Nitrogen and Carbon Dynamics and the Role of Enchytraeid Worms in Decomposition of L, F and H Layers of Boreal Mor

Decomposition of organic material releases carbon dioxide (CO2) into the atmosphere, and dissolved organic carbon (DOC), dissolved organic nitrogen (DON) and ammonium (NH4–N) into soil water. Each of the decomposition products contributes differently to overall export of carbon (C) and nitrogen (N) to water courses. Our aim was to study the quantity and composition of the released C and N as affected by the organic material and soil fauna, represented by enchytraeid worms. We measured the release rate of carbon dioxide, and calculated the release rates for DOC and dissolved N in soil from repeated measurements of DOC and N pools during laboratory incubation of litter (L), fermented (F) and humus (H) layers of boreal forest mor. The intermediate decomposition products, DOC and DON, were characterised according to the molecule size. The release rate of the decomposition products was higher for fresh than for old organic material. The majority of N and C were released as NH4–N and CO2, respectively. The amount of extractable organic N in soil decreased by time but DON increased. Enchytraeids stimulated N mineralisation and the release of large molecule size DOC, particularly in L layer. The results suggest that organic N in extractable form biodegrades effectively, and that soil fauna have an important role in the decomposition. The results were interpreted from the water quality point of view and the implications of the results to modelling of decomposition and export of DOC and dissolved N to recipient water bodies are discussed. In the modelling context, the novelty of the study is the description of the intermediate decomposition products and the division of the dissolved organic compounds into low molecular weight and high molecular weight fractions.

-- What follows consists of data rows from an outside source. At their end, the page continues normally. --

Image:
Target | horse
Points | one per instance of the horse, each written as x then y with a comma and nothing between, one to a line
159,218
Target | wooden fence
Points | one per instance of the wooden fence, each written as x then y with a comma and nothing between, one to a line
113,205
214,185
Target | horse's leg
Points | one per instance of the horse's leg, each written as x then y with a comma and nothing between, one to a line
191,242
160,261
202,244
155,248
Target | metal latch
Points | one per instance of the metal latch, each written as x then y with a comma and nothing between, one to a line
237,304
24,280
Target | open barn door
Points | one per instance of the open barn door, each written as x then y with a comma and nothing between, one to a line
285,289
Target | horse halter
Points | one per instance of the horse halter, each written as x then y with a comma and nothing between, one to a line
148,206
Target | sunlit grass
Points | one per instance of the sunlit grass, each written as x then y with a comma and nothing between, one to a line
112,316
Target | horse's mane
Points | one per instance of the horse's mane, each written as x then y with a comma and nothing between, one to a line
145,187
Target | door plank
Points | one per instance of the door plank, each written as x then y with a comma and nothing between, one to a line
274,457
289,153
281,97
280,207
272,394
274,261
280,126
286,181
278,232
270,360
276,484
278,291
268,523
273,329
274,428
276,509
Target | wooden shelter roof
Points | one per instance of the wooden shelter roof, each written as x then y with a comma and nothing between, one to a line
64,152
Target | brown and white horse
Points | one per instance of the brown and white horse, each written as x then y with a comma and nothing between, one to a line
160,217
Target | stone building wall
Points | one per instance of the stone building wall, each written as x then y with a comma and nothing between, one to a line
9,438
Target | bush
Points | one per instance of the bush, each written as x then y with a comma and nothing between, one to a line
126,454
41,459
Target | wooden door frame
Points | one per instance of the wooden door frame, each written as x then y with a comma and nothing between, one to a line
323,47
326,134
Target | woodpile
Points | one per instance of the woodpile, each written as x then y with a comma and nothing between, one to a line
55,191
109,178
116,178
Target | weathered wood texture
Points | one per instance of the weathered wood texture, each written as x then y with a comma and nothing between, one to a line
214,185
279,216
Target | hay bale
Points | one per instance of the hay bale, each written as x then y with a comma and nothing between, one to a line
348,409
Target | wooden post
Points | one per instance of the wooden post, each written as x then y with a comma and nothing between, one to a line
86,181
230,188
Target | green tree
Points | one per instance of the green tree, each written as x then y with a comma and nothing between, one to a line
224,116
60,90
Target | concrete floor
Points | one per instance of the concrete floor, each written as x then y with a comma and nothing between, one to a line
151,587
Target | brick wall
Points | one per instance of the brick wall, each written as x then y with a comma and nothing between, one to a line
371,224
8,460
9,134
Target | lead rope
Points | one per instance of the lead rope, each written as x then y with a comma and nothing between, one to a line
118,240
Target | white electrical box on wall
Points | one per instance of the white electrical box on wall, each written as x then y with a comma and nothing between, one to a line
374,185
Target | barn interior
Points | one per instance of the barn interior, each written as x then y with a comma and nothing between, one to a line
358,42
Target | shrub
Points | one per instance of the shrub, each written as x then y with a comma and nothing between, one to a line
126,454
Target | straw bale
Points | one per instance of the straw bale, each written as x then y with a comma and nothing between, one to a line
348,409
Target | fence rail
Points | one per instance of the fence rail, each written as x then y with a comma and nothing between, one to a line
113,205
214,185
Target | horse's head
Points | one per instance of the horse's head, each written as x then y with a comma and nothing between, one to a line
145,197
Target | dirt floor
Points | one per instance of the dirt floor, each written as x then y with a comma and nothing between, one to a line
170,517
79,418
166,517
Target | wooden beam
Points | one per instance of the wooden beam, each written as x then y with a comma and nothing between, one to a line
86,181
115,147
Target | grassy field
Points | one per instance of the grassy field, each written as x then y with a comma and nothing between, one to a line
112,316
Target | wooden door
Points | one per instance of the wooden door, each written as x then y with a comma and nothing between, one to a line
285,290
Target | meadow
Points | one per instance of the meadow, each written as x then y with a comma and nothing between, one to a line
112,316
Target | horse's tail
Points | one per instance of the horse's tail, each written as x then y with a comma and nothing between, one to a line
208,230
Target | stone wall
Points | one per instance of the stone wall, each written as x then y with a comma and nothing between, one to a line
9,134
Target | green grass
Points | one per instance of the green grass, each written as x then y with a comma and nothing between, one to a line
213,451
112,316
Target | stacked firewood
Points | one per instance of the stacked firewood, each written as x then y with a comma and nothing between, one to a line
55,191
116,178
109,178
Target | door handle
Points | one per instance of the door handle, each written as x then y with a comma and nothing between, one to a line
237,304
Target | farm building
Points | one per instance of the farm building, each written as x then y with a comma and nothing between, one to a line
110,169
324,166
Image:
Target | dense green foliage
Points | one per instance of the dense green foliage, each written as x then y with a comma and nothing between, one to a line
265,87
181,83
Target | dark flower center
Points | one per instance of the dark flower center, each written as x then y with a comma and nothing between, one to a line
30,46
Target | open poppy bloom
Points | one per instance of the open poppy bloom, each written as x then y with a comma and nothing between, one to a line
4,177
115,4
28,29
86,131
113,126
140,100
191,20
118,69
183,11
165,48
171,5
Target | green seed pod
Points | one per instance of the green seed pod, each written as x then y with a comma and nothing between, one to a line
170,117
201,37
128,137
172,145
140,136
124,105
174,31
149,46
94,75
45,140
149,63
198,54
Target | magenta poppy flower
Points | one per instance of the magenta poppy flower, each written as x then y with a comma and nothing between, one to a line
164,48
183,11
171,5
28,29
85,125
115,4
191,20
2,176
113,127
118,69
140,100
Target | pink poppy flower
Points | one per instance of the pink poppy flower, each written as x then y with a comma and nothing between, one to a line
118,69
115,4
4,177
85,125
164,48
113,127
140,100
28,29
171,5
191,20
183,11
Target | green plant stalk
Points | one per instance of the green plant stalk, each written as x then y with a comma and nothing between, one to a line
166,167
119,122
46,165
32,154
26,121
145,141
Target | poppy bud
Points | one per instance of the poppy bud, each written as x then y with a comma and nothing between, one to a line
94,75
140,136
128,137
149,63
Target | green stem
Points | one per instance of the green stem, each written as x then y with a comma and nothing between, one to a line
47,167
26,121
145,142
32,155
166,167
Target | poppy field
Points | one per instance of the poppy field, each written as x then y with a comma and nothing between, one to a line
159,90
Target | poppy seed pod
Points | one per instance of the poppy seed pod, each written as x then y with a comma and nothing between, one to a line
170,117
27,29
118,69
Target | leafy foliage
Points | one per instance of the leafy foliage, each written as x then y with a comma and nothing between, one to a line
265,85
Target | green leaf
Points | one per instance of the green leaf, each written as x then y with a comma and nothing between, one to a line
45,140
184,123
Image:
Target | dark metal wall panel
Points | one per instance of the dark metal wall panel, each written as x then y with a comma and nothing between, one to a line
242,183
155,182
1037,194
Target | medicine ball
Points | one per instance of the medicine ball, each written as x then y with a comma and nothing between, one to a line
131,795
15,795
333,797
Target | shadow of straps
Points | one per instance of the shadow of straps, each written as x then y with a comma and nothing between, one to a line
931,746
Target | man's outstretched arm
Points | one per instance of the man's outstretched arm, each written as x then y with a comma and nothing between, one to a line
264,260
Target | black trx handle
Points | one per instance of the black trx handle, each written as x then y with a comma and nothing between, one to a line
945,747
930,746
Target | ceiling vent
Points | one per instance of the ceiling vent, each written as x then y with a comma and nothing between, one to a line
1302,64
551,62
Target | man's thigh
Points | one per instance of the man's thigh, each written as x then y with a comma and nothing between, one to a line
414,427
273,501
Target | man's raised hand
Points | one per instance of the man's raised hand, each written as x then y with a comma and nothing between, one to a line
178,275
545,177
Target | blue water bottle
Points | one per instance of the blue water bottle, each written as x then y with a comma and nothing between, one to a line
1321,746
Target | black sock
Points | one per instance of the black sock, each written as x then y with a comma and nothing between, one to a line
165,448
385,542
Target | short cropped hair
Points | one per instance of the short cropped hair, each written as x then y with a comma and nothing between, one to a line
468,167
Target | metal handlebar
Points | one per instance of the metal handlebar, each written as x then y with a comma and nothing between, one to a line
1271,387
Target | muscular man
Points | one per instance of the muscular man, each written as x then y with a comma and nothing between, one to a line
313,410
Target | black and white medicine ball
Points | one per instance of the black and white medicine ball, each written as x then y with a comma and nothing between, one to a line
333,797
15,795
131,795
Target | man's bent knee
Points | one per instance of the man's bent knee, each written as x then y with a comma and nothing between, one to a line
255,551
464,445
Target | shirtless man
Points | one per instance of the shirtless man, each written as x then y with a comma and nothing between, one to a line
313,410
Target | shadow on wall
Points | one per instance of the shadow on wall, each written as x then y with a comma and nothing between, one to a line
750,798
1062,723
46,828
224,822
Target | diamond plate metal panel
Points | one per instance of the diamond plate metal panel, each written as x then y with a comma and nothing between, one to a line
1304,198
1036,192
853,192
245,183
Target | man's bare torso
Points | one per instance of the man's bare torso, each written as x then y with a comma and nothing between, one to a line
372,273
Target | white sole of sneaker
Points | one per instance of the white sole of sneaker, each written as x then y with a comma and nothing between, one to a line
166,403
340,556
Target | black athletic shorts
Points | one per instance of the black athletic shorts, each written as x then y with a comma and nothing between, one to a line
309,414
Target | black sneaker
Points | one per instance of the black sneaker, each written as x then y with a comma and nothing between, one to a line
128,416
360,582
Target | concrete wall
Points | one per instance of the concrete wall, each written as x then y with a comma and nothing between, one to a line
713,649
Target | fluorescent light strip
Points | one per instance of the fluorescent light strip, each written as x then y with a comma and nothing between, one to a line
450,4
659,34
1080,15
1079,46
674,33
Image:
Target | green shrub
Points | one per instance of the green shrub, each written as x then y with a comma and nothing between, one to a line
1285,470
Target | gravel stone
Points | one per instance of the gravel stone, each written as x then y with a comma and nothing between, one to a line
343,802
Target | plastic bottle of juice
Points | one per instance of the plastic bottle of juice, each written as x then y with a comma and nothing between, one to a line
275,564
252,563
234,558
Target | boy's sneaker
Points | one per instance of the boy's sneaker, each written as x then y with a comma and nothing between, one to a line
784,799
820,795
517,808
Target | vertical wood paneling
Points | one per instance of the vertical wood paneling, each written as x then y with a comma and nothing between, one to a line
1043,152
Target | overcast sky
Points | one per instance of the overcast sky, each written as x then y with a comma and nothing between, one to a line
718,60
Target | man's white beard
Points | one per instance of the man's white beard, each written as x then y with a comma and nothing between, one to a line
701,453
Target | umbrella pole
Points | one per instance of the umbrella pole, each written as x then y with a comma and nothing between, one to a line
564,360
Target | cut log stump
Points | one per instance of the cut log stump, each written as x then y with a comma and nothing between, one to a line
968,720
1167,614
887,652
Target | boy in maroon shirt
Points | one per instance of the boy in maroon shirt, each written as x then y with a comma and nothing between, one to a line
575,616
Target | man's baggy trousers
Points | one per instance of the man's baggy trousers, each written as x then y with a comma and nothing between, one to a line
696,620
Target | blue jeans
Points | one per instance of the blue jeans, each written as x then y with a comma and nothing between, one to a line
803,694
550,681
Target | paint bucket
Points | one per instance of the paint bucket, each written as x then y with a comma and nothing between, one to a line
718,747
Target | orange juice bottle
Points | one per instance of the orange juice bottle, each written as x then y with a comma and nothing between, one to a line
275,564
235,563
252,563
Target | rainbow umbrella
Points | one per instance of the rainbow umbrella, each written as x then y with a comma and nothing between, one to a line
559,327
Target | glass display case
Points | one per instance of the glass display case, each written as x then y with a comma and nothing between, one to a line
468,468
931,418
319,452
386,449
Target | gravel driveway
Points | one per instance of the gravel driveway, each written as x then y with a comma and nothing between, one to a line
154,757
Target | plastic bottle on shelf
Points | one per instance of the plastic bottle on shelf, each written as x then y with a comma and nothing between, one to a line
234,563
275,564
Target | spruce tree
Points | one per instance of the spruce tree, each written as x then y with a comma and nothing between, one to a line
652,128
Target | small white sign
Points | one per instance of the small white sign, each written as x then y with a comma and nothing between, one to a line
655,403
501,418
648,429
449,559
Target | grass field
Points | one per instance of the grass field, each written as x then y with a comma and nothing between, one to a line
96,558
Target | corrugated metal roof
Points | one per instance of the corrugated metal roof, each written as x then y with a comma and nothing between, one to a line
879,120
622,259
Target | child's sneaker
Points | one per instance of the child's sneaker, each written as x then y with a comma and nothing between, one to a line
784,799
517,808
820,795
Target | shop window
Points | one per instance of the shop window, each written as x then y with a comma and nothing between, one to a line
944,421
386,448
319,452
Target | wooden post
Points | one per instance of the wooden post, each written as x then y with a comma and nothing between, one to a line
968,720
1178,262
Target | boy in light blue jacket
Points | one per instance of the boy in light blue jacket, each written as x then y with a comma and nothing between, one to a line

Spatial variations in the molecular diversity of dissolved organic matter in water moving through a boreal forest in eastern Finland

Dissolved organic matter (DOM) strongly affects water quality within boreal forest ecosystems. However, how the quality of DOM itself changes spatially is not well understood. In this study, to examine how the diversity of DOM molecules varies in water moving through a boreal forest, the number of DOM molecules in different water samples, i.e., rainwater, throughfall, soil water, groundwater, and stream water was determined using Fourier transform ion cyclotron resonance mass spectrometry (FT-ICR MS) in Norway spruce and Scots pine stands in eastern Finland during May and June 2010. The number of molecular compounds identified by FT-ICR MS (molecular diversity) ranged from 865 to 2,194, revealing large DOM molecular diversity in the water samples. Additionally, some of the molecular compounds were shared between different water samples. The DOM molecular diversity linearly correlated with the number of low-biodegradable molecules, such as, lignin-like molecules (lignins), but not with dissolved organic carbon concentration. The number of lignins shared between different sampling locations was larger than that of any other biomolecular class. Our results suggest that low-biodegradable molecules, especially lignins, regulate spatial variations in DOM molecular diversity in boreal forests.